Growing up, I was always interested in foreign languages. Accents, foreign places, strange-sounding (at least, strange to my ears) words were all part of the fascination, and I was so excited to get to high school so that I could start studying a second language. I grew up in a very small town, with little to no diversity, so it wasn’t like I was surrounded by opportunities to learn a second language. Plus, add to that the fact that I grew up without any spare money (we weren’t poor, but “extras” weren’t really possible the vast majority of the time) taking lessons wasn’t in the cards for me either.
Once I got to high school, I was given the choice of Spanish or German, the only two languages offered at my school. I started with Spanish I my freshman year, and worked hard at it.
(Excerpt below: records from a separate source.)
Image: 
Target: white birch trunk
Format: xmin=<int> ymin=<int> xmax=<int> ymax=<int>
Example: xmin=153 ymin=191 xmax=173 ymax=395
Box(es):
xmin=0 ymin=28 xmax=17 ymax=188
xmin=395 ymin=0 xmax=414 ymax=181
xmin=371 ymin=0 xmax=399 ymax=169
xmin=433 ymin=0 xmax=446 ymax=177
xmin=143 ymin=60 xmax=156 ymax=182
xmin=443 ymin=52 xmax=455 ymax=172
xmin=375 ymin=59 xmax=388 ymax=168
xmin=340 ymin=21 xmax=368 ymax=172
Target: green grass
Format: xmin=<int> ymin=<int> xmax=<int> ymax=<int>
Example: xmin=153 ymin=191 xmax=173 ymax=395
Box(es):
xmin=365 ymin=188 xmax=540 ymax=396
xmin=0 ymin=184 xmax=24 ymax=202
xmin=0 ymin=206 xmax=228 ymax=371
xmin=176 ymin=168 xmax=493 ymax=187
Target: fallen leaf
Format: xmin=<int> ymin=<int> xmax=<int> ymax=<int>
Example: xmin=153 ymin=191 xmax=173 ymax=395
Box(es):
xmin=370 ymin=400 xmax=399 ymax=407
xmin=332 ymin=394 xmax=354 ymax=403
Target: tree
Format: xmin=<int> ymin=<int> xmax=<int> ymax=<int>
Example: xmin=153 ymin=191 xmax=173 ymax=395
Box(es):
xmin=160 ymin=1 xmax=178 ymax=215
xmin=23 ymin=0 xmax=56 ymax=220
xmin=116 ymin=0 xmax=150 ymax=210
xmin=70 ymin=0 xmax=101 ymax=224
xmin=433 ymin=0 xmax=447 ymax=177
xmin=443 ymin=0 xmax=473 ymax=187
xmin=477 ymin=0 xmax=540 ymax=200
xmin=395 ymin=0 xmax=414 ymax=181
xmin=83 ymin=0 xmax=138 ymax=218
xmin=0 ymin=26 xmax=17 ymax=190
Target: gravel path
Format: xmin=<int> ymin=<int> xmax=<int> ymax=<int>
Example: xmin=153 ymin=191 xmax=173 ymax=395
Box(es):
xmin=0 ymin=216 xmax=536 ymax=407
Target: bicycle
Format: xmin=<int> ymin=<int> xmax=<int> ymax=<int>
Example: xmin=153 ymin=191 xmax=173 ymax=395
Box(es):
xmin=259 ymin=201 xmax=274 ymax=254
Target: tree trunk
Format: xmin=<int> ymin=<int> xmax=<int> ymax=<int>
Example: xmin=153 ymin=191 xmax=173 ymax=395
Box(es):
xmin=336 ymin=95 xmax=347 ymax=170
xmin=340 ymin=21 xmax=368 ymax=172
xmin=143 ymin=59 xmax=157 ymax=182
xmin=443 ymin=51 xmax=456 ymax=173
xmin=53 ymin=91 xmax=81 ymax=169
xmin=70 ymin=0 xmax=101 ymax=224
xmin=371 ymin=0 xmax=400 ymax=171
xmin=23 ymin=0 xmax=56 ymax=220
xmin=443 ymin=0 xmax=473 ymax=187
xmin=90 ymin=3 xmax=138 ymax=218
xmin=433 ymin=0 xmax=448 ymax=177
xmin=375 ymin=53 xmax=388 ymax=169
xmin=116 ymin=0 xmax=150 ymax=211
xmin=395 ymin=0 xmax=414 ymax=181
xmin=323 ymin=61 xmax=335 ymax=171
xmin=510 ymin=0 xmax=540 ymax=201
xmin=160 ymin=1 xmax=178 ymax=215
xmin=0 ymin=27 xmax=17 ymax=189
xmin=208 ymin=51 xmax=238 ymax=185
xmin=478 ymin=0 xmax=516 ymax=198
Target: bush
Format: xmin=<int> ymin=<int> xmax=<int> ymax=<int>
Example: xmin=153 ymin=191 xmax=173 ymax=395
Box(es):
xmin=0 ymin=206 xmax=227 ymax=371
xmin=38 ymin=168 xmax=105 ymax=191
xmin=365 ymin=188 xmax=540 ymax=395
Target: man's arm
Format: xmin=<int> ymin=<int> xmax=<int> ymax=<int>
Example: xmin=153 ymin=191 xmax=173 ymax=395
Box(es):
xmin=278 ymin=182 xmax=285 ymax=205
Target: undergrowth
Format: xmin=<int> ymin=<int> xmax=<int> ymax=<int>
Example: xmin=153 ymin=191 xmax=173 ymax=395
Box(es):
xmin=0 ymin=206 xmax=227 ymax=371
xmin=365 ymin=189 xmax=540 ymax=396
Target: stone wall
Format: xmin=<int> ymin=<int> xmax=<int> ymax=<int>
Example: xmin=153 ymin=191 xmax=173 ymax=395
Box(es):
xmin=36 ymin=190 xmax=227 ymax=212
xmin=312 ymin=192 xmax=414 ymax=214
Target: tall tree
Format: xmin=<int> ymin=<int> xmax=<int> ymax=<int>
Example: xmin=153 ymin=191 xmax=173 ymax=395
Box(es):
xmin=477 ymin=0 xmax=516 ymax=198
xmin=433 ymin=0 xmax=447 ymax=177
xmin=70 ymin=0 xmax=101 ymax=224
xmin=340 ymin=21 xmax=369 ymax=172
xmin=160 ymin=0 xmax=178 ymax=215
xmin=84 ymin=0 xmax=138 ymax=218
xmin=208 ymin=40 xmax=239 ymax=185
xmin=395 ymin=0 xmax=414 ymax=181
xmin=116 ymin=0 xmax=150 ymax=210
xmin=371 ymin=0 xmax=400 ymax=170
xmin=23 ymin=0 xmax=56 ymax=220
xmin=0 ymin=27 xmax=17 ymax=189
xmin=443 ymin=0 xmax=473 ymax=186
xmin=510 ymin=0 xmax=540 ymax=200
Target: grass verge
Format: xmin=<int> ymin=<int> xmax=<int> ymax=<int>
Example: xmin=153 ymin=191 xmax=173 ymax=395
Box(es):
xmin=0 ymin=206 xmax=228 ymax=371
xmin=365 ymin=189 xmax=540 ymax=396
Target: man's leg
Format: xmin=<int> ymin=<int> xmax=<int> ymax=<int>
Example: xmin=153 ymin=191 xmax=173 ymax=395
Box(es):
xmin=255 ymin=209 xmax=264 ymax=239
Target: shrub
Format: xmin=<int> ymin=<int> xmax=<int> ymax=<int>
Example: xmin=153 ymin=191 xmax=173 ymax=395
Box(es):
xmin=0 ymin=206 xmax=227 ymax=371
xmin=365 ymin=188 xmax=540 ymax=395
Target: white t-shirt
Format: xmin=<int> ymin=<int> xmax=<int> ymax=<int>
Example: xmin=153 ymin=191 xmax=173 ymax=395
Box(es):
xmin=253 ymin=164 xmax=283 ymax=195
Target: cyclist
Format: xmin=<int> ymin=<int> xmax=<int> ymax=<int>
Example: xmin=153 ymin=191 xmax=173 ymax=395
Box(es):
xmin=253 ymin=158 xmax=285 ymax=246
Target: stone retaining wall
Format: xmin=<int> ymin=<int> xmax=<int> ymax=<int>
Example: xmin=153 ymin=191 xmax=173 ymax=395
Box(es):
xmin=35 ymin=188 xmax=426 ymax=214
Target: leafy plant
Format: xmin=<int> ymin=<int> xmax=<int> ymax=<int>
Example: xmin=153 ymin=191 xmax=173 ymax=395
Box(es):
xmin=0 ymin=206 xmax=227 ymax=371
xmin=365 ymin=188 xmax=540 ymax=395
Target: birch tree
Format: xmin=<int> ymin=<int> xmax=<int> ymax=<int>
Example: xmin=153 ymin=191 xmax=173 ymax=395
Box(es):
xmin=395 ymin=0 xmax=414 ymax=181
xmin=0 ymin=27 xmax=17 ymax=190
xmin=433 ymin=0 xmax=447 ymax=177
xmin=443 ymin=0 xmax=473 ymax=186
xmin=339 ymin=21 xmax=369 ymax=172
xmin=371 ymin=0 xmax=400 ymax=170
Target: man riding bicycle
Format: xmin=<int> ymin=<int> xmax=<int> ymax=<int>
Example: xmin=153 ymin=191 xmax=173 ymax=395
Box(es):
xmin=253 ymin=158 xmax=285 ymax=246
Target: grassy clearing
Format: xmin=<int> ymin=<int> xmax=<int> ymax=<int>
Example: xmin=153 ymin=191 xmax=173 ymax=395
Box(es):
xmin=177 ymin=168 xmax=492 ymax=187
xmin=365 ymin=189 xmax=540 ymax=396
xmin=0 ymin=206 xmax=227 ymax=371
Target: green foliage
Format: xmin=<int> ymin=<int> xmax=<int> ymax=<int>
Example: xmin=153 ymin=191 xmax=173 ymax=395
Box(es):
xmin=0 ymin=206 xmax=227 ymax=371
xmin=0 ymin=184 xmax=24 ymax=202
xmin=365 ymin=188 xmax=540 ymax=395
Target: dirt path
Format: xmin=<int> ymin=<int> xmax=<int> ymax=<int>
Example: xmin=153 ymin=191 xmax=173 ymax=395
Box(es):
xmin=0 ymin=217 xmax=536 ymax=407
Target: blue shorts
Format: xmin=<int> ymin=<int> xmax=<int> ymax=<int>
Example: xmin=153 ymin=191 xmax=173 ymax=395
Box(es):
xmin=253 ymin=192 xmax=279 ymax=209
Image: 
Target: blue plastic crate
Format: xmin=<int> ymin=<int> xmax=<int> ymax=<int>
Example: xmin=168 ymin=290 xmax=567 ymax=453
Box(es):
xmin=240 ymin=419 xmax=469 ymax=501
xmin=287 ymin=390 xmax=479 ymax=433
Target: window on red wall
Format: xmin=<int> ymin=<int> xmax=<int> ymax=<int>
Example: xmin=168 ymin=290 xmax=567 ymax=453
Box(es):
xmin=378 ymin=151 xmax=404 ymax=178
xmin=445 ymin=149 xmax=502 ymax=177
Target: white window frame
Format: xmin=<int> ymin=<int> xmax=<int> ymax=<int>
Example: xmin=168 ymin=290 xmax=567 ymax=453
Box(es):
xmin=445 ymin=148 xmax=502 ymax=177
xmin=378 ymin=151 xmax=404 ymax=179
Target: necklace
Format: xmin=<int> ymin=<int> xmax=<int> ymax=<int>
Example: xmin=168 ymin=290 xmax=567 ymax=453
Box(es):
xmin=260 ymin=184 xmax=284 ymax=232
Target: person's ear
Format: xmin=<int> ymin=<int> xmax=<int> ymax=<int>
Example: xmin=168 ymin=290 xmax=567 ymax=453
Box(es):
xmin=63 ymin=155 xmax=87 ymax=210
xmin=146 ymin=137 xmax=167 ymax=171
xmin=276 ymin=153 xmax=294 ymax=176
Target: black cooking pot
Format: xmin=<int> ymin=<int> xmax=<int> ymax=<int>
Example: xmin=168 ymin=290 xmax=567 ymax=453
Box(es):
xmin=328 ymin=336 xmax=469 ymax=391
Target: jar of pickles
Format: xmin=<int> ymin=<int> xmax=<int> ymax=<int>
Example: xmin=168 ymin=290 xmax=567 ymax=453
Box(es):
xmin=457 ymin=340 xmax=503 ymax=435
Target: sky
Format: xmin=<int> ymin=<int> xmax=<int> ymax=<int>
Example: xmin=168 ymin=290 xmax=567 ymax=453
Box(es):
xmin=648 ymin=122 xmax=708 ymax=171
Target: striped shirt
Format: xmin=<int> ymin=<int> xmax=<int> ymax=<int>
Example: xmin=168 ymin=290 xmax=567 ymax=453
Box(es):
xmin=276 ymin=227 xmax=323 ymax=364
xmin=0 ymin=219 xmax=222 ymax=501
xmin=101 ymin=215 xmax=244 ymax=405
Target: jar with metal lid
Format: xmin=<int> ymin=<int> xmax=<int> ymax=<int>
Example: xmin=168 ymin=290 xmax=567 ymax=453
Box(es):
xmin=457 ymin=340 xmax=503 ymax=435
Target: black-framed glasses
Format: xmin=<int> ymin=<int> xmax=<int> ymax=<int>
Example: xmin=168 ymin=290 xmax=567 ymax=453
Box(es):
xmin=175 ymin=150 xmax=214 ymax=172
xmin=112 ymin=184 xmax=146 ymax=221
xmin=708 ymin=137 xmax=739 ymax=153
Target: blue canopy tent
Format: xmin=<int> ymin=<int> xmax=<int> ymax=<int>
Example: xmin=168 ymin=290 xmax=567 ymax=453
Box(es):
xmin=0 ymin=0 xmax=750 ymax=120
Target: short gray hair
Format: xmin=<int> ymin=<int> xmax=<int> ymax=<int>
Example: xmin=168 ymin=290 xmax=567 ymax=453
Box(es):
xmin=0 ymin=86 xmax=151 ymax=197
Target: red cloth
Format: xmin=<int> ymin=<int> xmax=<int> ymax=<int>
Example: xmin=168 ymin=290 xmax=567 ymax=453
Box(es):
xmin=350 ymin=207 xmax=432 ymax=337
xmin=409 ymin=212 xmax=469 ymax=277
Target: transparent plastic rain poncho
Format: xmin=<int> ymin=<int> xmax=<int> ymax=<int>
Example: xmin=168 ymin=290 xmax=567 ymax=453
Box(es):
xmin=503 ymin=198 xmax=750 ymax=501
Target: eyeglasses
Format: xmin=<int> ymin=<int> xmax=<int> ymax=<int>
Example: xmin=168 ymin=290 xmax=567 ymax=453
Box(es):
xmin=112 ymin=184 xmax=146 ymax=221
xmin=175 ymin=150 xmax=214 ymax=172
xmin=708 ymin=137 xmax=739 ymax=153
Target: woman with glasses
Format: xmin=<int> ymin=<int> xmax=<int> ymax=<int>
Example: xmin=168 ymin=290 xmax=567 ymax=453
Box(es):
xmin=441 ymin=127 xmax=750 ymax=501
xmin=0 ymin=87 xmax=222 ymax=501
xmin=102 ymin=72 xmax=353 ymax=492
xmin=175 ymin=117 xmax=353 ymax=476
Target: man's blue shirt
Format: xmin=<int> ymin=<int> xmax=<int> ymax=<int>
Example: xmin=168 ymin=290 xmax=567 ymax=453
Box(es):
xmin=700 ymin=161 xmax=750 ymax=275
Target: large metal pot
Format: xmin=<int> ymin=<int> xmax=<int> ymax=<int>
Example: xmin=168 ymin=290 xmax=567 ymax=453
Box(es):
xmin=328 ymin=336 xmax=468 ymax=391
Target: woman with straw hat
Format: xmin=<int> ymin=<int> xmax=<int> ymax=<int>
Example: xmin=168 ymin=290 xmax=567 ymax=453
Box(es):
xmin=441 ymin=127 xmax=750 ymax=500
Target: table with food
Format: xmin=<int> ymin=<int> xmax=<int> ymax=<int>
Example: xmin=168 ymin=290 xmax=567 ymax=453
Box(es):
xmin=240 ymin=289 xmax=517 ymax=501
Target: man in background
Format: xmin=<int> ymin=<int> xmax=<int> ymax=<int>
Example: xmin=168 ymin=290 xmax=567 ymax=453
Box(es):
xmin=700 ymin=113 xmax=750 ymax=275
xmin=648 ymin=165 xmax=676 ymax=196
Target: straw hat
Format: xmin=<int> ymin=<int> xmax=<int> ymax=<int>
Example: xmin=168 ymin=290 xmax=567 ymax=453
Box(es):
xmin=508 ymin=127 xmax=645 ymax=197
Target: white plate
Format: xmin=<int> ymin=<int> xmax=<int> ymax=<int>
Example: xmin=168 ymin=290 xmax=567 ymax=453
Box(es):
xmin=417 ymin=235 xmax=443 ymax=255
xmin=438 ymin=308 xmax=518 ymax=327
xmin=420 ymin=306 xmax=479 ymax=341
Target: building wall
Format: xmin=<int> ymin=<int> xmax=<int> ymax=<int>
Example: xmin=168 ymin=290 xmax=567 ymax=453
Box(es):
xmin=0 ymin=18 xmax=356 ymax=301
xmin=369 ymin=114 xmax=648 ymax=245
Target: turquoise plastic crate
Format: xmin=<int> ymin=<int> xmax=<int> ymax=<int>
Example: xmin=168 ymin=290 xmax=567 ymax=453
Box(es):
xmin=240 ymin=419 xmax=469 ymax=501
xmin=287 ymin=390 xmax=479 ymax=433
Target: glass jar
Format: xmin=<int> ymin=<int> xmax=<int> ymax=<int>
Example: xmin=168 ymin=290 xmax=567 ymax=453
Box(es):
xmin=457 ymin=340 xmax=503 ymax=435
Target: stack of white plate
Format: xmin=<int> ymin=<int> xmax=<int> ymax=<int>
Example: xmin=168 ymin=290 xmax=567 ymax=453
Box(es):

However, I learned the most once we gained a foreign exchange student from Spain my Junior year. Virginia was hilarious, and we became quick friends. My background in Spanish helped give me a jump-start, and before long we were talking solely in Spanish, though obviously much of it was Spanish slang. Once she left, and I went into my senior year, I wasn’t able to take Spanish IV, because it wouldn’t fit in my schedule (the joys of a small school means that many classes were only held during one class period, so if it interfered with something else you needed, you couldn’t do both).
After I made my decision on where to attend college (GO HOOSIERS!), I considered majoring in languages. I had tested into 300 level Spanish, but wasn’t able to get into a class my first semester. Instead, I took French 100. After my first semester of French, I was able to get into my 300 level Spanish class, so I doubled up and took Spanish 300 and French 150. It was a bit strange keeping two languages that are so similar, separated in my head, but I managed somehow. That said, at the end of my Freshman year, I decided that I no longer wanted to pursue Spanish or French, and I wanted to focus on something completely different and non-Romance derived.
Which led me to Arabic (and one of my degrees). Sophomore year rolled around and I had chosen to focus on Arabic. The Middle East has also been a huge area of fascination for me (from the culture, to the art, to the food and language), so it seemed like a natural choice. The College of Arts and Sciences at IU requires that you do 4 semesters of the same language, in order to graduate. I had already gained that with my Spanish credits I had tested out of, but I wanted to keep up with my language skills. So, I started with Arabic, just to try it out. After that first year, I decided to add it to my other major, Political Science. I enjoyed all the classes and really loved learning Arabic, and by the time I had graduated, I had a pretty decent grasp of the language. I wouldn’t have been fluent by any stretch of the imagination, but I would be able to get around in an Arabic speaking country.
After undergrad, I went to law school, and stopped studying foreign languages (who has time for anything in law school?). That degree, along with my Master’s, lasted for 4 years, so by the time I’d graduated in 2009, it had been 7 years since I’d studied French or Spanish, and 4 years since I’d studied Arabic. Shortly after graduation, we found out we’d be moving to the Netherlands in early 2010, which meant Dutch would be my new focus. For the first year, I had intensive 1-on-1 Dutch language classes with a private tutor. However, learning Dutch was quite difficult, since nearly everyone spoke impeccable English (and actually preferred to speak English, as it was easier than listening to Americans butcher their language). So, the immersion that I had hoped to gain while living abroad wasn’t quite there. I still learned quite a lot, and because conversationally adequate while living there. While I was in Houston a few months ago for a trade show, I wound up on a bus with 4 KLM Flight Attendants (all Dutch) who were talking amongst themselves. I could understand 100% of what they were saying, and when one commented on my face with “yes, it sounds weird, doesn’t it?” I was able to respond back (in Dutch) with how I had lived in the Netherlands for some time, and was able to speak and communicate in Dutch, and that it was so nice to be able to hear it again. So, after that, I realized that I’d learned far more than I’d thought.
J always teases me because he says that I can eat in 15 languages, but I only speak one. He’s right, somewhat. I learned quickly that food words (and ordering at restaurants) was an important skill wherever we traveled, so I can order food in a number of different languages. Overall, though, I’m only fluent in English. I’d like to go back and continue my Spanish education, since I feel like that would be the most useful for where we live at the moment, but it’s hard to find time with work and other outside activities. Learning Dutch was probably the best thing for me, as it really gave me an opportunity to learn, not only the language, but the culture and the people all at once. It was the full package, which was a great experience!
So, there you go! Languages, and my semi-obsession with learning them. I still have dreams of living abroad again in my life, so who knows, maybe I’ll learn another one later on!